Lawsuit no longer in lineup for Suns

Tickets: Hagerstown's baseball team settles a bias complaint, and now fans can get a Sunday discount by showing any civic bulletin, not just one from a church.

January 12, 2000|By Todd Richissin | Todd Richissin,SUN STAFF

Settling a long dispute that thrust God and civil liberties onto the sanctity of the baseball field, the minor league Hagerstown Suns settled a lawsuit yesterday with the American Civil Liberties Union over a promotion that granted ticket discounts to churchgoing fans.

Under the settlement, fans who push a church bulletin into a ticket window will still receive discounts to Sunday home games, but the promotion will be expanded to include discounts for fans bearing bulletins from civic or nonprofit groups.

The owner of the Suns, Winston Blenckstone, said he was caught in a squeeze play: His finances prevented him from continuing to test the law.

"We ran this thing as long as we could," he said. "It was good for us, the publicity was real good, and it's still a small-town promotion that's going to continue. But we couldn't afford financially to continue to fight."

That fight began on Easter 1998, when Carl Silverman, an agnostic from nearby Waynesboro, Pa., challenged a ticket-seller at the Suns' stadium.

In keeping with a promotion the Suns had offered for the previous five years, families were granted admission to the stadium for $6, a discount from the regular prices of $5 for adults and $3 for children. For baseball fans, the deal was a steal.

The catch was that, according to advertisements for the promotion, a family member had to present a church bulletin to get the discount.

The promotion was running as flawlessly as Tinker-to-Evers-to-Chance. Then along came Silverman, sliding high with his spikes sharpened.

He told a Suns ticket-seller that he didn't have a church bulletin. The man in the booth said he would give him one. When Silverman declined, the ticket-seller said he was not eligible for a discount.

Then baseball in Hagerstown became less focused on umpires and more focused on judges.

Silverman, with the ACLU, sued the team, claiming the promotion was illegal. The case was working its way through the courts when the team, Silverman and the ACLU decided to call a truce yesterday.

"The program was discriminatory," said Dwight Sullivan, an ACLU attorney in Baltimore. "We think this is a victory for tolerance and a defeat for discrimination."

Minor league baseball is built on gimmicks, and the Suns, a Class A affiliate of the Toronto Blue Jays, have seen their attendance slump in recent years.
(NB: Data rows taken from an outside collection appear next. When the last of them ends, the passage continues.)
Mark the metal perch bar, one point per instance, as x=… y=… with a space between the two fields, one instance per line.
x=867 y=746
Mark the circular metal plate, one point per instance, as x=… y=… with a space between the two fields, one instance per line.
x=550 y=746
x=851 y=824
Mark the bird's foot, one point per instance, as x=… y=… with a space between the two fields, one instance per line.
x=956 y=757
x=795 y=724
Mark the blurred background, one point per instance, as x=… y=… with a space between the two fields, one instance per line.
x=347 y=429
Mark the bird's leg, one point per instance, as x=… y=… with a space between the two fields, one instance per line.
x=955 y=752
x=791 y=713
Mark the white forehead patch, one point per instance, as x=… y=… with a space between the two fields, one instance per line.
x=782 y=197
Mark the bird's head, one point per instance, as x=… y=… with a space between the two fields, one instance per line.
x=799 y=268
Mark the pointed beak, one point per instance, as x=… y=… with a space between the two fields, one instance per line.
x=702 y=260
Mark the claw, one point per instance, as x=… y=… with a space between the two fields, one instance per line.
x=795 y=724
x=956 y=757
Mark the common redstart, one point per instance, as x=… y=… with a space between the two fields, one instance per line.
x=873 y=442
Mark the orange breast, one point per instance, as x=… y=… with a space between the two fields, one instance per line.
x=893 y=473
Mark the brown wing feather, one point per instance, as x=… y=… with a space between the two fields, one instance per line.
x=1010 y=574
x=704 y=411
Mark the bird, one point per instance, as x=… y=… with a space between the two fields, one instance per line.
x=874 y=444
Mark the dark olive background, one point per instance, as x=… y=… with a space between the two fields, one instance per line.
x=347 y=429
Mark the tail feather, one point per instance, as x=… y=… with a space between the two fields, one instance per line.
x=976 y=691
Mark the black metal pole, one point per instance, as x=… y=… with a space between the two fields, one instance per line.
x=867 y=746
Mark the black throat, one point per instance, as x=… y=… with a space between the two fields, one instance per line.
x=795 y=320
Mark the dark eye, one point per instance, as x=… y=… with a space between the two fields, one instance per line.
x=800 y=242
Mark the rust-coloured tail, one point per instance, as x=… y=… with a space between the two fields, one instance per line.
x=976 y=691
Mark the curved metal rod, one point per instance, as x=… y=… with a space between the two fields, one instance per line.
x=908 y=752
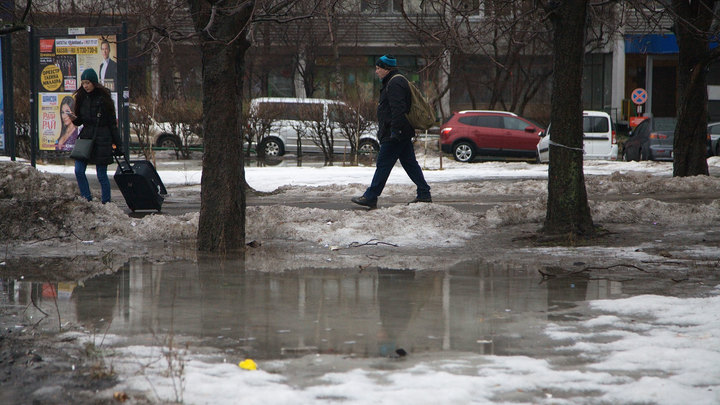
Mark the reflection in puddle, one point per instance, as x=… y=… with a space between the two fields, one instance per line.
x=474 y=307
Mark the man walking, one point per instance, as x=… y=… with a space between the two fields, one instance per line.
x=395 y=134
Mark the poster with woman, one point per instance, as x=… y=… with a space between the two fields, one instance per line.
x=56 y=130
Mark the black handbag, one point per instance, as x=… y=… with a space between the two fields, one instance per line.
x=83 y=147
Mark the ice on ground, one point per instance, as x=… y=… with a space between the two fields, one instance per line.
x=46 y=206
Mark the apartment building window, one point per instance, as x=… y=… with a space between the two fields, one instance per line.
x=381 y=6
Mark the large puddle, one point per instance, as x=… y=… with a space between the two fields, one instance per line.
x=472 y=307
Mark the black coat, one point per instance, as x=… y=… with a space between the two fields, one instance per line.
x=96 y=115
x=393 y=104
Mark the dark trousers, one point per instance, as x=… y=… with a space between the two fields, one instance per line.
x=389 y=153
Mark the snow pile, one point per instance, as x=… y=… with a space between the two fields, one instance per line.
x=419 y=225
x=47 y=207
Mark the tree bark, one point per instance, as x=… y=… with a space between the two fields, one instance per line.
x=567 y=207
x=690 y=142
x=221 y=226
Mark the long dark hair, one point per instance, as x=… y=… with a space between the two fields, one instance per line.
x=80 y=96
x=67 y=100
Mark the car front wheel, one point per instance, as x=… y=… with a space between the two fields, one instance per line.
x=271 y=147
x=464 y=152
x=169 y=142
x=368 y=147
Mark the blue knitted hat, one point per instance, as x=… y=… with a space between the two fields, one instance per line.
x=387 y=62
x=89 y=74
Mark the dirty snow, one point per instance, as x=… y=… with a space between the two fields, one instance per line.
x=644 y=349
x=51 y=210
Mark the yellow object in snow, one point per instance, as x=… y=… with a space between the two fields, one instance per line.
x=248 y=364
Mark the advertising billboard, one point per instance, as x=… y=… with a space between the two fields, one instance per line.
x=62 y=60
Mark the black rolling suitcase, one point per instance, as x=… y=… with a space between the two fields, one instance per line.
x=140 y=184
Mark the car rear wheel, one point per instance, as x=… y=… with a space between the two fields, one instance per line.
x=464 y=152
x=271 y=147
x=629 y=155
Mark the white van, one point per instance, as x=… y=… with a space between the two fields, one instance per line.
x=598 y=138
x=286 y=118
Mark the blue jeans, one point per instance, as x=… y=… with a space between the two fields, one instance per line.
x=389 y=153
x=83 y=184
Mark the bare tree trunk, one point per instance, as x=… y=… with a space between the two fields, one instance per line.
x=690 y=142
x=221 y=226
x=567 y=207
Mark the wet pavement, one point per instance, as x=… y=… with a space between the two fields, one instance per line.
x=471 y=307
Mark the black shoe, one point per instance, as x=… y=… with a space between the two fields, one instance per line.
x=418 y=199
x=364 y=201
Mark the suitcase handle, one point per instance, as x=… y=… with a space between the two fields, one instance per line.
x=127 y=168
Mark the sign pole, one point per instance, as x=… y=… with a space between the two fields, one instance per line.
x=33 y=98
x=8 y=101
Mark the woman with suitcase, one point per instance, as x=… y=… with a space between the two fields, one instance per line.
x=95 y=111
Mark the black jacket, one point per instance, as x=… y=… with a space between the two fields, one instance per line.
x=394 y=103
x=97 y=116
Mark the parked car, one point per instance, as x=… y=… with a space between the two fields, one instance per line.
x=491 y=134
x=652 y=139
x=599 y=141
x=714 y=131
x=285 y=118
x=161 y=133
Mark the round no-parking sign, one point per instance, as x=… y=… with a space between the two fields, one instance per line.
x=639 y=96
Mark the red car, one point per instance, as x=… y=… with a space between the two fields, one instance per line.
x=490 y=134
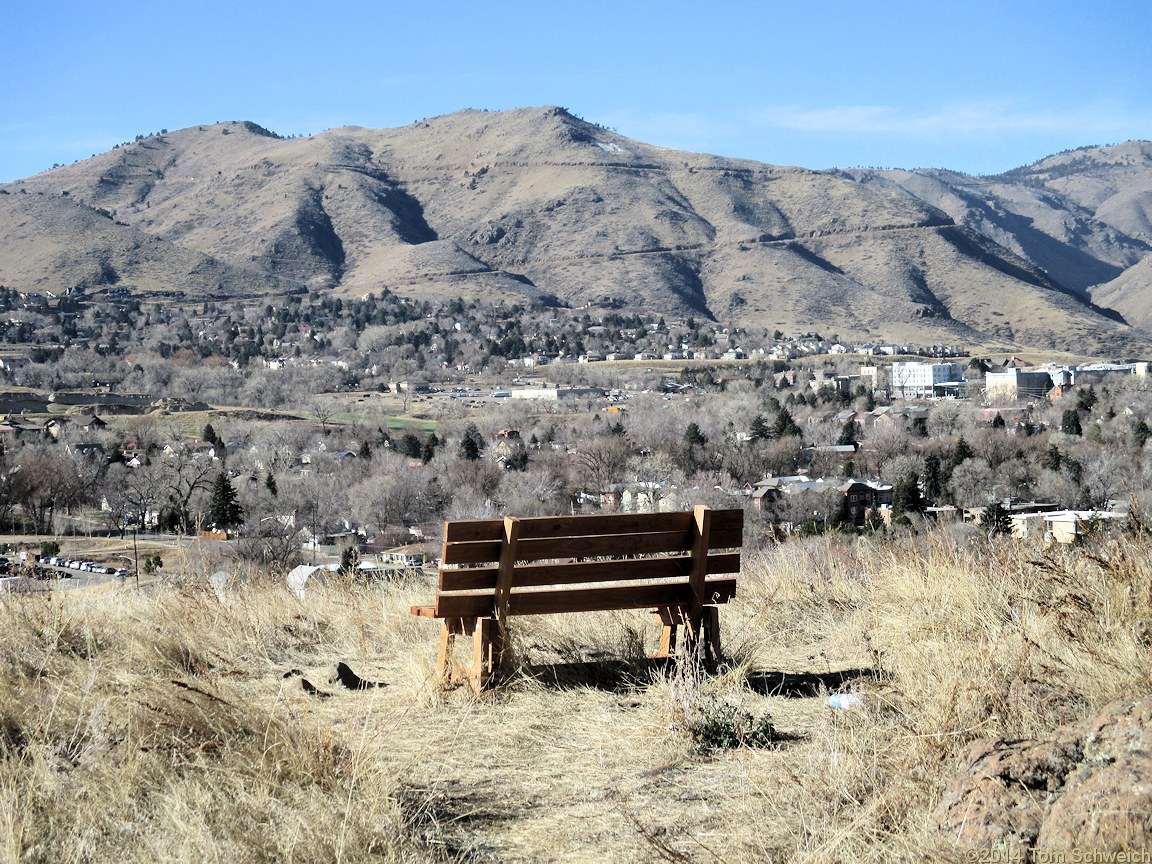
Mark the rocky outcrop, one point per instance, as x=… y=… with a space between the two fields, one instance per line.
x=1088 y=786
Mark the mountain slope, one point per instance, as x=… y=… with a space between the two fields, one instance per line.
x=537 y=205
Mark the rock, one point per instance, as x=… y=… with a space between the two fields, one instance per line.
x=1088 y=785
x=1108 y=810
x=311 y=689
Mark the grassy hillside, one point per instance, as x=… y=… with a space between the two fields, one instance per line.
x=171 y=725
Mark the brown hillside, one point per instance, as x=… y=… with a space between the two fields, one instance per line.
x=536 y=204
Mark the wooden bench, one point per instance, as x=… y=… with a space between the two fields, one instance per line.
x=675 y=563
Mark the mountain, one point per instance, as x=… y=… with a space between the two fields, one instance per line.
x=537 y=205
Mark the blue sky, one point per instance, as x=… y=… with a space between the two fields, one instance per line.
x=979 y=86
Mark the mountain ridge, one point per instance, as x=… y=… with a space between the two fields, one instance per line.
x=537 y=205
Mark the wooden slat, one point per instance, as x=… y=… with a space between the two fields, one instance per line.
x=484 y=578
x=472 y=530
x=489 y=551
x=585 y=599
x=538 y=527
x=471 y=553
x=618 y=523
x=703 y=517
x=505 y=571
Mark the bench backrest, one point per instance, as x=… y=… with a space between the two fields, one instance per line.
x=589 y=563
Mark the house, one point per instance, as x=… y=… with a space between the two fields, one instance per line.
x=1014 y=384
x=1063 y=527
x=923 y=380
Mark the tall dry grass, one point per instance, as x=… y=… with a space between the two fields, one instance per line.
x=160 y=726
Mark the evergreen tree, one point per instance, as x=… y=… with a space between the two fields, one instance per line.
x=1069 y=423
x=471 y=444
x=933 y=477
x=785 y=425
x=225 y=509
x=997 y=520
x=847 y=433
x=694 y=437
x=410 y=446
x=1141 y=433
x=1085 y=399
x=960 y=452
x=906 y=497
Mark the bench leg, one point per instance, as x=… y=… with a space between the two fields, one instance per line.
x=669 y=623
x=485 y=653
x=710 y=637
x=702 y=638
x=446 y=667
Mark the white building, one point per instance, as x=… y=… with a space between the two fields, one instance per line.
x=917 y=379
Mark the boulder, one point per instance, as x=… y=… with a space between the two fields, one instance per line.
x=1086 y=786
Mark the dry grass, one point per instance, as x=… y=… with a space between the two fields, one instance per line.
x=160 y=726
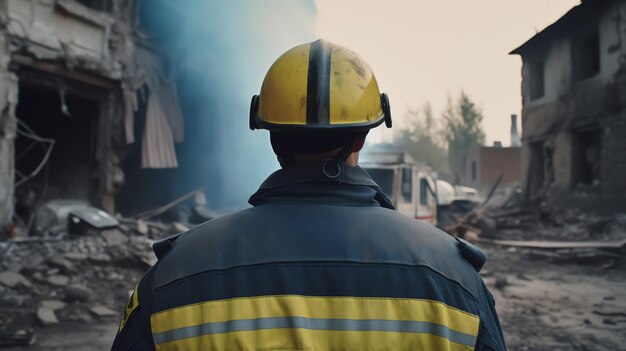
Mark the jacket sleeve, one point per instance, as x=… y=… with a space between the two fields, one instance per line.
x=490 y=336
x=134 y=332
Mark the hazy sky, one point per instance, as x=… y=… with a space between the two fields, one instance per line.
x=421 y=50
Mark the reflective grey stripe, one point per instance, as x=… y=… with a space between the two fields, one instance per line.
x=316 y=324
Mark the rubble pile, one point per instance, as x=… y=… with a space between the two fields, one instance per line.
x=550 y=224
x=45 y=281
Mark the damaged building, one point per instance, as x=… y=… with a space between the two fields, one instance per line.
x=481 y=167
x=81 y=85
x=574 y=108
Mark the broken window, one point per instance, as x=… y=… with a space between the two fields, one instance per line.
x=537 y=167
x=67 y=170
x=536 y=80
x=474 y=171
x=98 y=5
x=586 y=157
x=586 y=56
x=407 y=184
x=424 y=190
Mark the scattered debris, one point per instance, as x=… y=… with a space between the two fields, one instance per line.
x=113 y=237
x=501 y=281
x=12 y=279
x=46 y=316
x=53 y=304
x=77 y=292
x=102 y=311
x=58 y=280
x=19 y=338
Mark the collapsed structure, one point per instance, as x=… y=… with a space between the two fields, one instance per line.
x=79 y=83
x=574 y=108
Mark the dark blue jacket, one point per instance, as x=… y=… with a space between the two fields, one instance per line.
x=316 y=264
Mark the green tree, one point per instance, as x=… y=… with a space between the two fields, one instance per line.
x=462 y=130
x=421 y=137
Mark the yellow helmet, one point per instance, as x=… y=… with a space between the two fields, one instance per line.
x=319 y=86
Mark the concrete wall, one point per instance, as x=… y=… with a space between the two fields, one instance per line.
x=8 y=101
x=571 y=106
x=490 y=163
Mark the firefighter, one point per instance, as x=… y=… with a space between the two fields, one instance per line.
x=321 y=261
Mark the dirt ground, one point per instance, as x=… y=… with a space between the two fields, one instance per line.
x=550 y=304
x=544 y=304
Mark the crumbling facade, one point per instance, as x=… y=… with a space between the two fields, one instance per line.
x=74 y=77
x=484 y=165
x=574 y=108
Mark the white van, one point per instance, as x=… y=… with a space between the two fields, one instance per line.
x=409 y=184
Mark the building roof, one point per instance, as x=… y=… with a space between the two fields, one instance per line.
x=565 y=25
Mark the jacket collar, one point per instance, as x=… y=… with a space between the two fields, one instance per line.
x=310 y=175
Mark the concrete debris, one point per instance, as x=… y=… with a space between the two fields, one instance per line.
x=501 y=282
x=113 y=237
x=46 y=316
x=77 y=293
x=12 y=279
x=61 y=263
x=142 y=227
x=53 y=304
x=58 y=280
x=19 y=338
x=102 y=311
x=61 y=280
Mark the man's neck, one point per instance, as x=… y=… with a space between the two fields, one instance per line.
x=351 y=161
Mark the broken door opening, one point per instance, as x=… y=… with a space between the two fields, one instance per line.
x=536 y=170
x=586 y=157
x=70 y=169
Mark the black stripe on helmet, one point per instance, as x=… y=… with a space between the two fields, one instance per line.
x=318 y=84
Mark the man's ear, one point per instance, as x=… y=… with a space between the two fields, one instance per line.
x=358 y=145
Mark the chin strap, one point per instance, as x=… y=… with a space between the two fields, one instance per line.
x=332 y=168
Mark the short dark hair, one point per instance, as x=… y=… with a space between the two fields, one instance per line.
x=287 y=144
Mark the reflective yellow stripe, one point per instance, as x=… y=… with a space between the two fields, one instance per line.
x=340 y=311
x=131 y=305
x=354 y=95
x=286 y=83
x=285 y=339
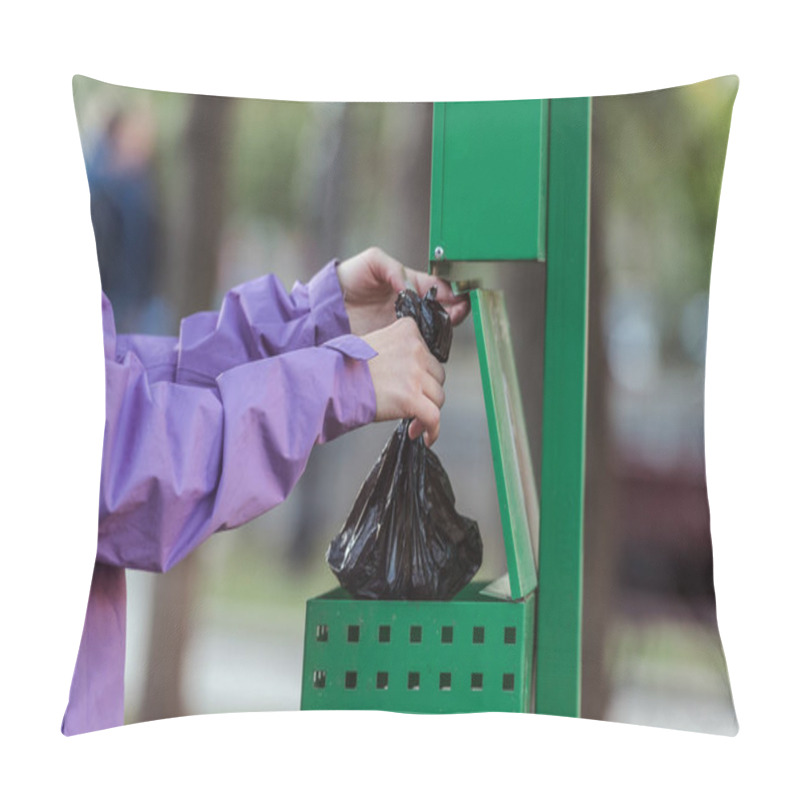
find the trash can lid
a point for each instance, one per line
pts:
(513, 471)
Only recently did Washington County approve funds to replace the decrepit home of the Suns, Hagerstown Municipal Stadium, and the team still has to wait to see if the legislature will grant it $6 million to push the project through.

The Suns had maintained that Church Bulletin Day, as it had become known, was an effort to get more fans into the seats and to promote family values.

Team officials argued that the promotion was not discriminatory because bulletins from all religious denominations were accepted.

Once Silverman filed suit, the issue rested with Maryland's public-accommodations law, which prohibits discrimination in public places based on religion, among other criteria.

The ACLU argued that charging higher ticket prices to agnostics or atheists was the same as discriminating against Catholics, Jews, blacks or whites.

In October, Administrative Law Judge Georgia Brady ruled that the Suns had not discriminated against Silverman because fans weren't required to bring church bulletins to the stadium to get the Church Bulletin Day discount. Ticket-sellers would provide the bulletins if the fans lacked them.

Silverman "was offered every advantage without regard to his creed," she wrote in her opinion.

The ACLU appealed to the Maryland Human Relations Commission.

Blenckstone said a separate ACLU lawsuit filed against the team in 1998 in U.S. District Court convinced him that it was time to settle on all fronts. That suit, which also challenged use of the church bulletins, had not had its day in federal court.

"When they put that federal lawsuit on us, they were asking that we not only be forced to drop the promotion, but they also wanted attorney fees should they be successful," he said. "As a small-businessman, that's a frightening thing to look forward to."

In pure minor-league baseball tradition, Blenckstone said he did not consider the settlement a defeat but an opportunity "to expand an already successful promotion."

Beginning with the first Sunday game of the coming season, on April 16 against the Greensboro Bats, the team will welcome church bulletins and bulletins from the 4-H Club, the Kiwanis Club, food kitchens and any other civic or nonprofit organization. The new promotion will be called Sunday Family Bulletin Day.

"It's a new year. We're expanding," Blenckstone said. "And we may expand to one of these days where you cut your hair off at the gate and get in free."